动物造模,心脏肥大,异丙肾上腺素 z-bio 2021-02-19 308

　　Objective: To find important biomarkers through serum metabolomics to study the cause of myocardial hypertrophy in rats.

　　Method: The rat cardiac hypertrophy model was established by intraperitoneal injection of 30 mg/(kg·D) isoproterenol for 30 consecutive days. The cardiac mass index was used to evaluate the rat cardiac hypertrophy model. Ultra performance liquid chromatography detects the endogenous metabolites of quadrupole time-of-flight mass spectrometry in rat serum, uses MPP software and the human metabolome database (HMDB) database to analyze the differences of biotransformants, and uses MetaboAnalyst 4.0 to determine biomarkers And analyze metabolic pathways.

　　Result: Intraperitoneal injection of isoproterenol can induce cardiac hypertrophy in rats. There are significant differences between the serum biotransformants between the cardiac hypertrophy model group and the normal group, and a total of 10 potential biomarkers have been identified. Compared with the normal group, Sphingosine-1-phosphate and Dihomo-γ-linolenic acid in the cardiac hypertrophy model group were significantly down-regulated, among which D-fructose-1,6-diphosphate, deoxyadenosine and N.-acetylmethionine Acid, phytosphingosine, allantoin, 3-keto-β-D-galactose, octane number and glycerol were all significantly up-regulated.
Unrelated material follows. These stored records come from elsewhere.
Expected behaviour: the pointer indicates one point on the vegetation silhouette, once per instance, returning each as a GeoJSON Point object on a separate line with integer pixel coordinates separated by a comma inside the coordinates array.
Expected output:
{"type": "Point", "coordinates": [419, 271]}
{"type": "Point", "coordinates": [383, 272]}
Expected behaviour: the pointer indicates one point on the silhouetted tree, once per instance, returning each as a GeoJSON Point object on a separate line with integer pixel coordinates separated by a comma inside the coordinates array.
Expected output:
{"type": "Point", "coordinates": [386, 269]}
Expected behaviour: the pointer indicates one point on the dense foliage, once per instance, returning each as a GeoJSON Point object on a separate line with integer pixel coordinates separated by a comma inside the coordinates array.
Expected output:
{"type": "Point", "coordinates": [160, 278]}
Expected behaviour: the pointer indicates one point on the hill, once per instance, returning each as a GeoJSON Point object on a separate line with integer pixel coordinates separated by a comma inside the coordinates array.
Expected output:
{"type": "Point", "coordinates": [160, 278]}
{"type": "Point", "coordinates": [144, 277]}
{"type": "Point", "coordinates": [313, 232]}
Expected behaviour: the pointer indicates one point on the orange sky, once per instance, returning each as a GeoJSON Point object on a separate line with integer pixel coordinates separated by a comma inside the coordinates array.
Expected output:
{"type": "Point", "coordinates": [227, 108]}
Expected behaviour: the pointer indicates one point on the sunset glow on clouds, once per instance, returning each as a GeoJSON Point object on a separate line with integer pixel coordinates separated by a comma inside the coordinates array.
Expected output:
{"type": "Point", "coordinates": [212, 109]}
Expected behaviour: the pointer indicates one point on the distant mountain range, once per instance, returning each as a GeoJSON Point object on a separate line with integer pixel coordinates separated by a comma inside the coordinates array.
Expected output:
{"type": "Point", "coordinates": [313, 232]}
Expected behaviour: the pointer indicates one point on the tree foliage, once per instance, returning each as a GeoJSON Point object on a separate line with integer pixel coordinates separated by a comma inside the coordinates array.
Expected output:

　　 Conclusion: Isoprene-induced cardiac hypertrophy includes metabolic pathways, such as sphingolipid metabolism, glycerolipid metabolism, galactose metabolism, unsaturated fatty acid biosynthesis and purine metabolism. This study provides a reference for revealing the changes in circulating blood metabolism in cardiac hypertrophy induced by isoproterenol.